Eighty years ago, in mid-January 1946, the inaugural session of the United Nations General Assembly took place in London. It is also symbolic that in January 1920 the Treaty of Versailles entered into force, formally ending the First World War and establishing the League of Nations, the immediate predecessor to the United Nations. This anniversary therefore provides an opportunity to assess the work of this prominent international organization—recalling not only its well-known failures, which have been widely discussed, particularly in light of recent international events, but also its achievements, which are worthy of recognition and public awareness.

THE INAUGURAL SESSION OF THE UN GENERAL ASSEMBLY: “CREATING A WORLD OF SECURITY AND FREEDOM”

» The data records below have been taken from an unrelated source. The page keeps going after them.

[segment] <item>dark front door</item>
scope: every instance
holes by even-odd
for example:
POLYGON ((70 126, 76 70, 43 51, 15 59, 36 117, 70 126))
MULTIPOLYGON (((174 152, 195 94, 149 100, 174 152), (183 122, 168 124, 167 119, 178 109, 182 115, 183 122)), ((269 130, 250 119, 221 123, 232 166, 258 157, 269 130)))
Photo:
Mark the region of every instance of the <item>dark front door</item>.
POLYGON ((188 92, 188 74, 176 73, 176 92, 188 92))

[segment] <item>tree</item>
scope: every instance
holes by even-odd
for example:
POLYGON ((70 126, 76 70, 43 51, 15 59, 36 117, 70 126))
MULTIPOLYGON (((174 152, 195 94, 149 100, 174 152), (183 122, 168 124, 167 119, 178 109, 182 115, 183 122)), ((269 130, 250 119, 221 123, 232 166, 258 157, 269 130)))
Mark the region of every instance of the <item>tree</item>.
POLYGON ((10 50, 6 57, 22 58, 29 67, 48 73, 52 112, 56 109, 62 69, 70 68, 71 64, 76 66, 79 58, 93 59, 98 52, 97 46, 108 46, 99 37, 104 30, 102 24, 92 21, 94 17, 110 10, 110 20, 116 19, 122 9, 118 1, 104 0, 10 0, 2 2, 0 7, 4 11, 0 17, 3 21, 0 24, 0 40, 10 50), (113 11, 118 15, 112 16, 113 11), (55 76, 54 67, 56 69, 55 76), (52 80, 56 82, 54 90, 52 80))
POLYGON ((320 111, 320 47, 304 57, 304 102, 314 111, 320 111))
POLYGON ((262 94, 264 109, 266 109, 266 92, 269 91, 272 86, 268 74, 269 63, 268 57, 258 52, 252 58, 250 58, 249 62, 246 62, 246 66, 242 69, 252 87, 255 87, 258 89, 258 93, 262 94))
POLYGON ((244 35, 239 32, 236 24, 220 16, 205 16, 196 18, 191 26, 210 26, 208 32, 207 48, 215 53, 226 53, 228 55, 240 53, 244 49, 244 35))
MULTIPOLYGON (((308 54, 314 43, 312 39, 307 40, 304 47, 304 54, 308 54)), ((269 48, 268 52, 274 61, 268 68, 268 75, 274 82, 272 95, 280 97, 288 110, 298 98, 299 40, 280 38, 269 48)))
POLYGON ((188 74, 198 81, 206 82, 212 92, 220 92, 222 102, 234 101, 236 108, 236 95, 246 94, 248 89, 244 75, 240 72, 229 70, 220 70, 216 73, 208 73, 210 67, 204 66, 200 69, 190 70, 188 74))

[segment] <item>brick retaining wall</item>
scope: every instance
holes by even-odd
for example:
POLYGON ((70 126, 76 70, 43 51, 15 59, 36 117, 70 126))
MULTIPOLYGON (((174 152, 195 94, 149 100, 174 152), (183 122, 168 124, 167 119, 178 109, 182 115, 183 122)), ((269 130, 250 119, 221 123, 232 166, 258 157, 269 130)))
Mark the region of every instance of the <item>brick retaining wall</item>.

The United Nations was established in 1945, immediately after the end of the Second World War, by the countries of the anti-Hitler coalition. Like the League of Nations before it, the UN was intended to prevent future wars and to resolve interstate disputes through peaceful means.

The inaugural session of the United Nations General Assembly at Westminster Hall; January 1946. Photo via mchw.live
The inaugural session of the United Nations General Assembly at Westminster Hall; January 1946. Photo via mchw.live

The first session of the United Nations General Assembly was held in London, in Westminster Central Hall. The event was covered by approximately 800 journalists—several times more than the number of delegates to the gathering. Notably, it was the first international conference to be broadcast on television.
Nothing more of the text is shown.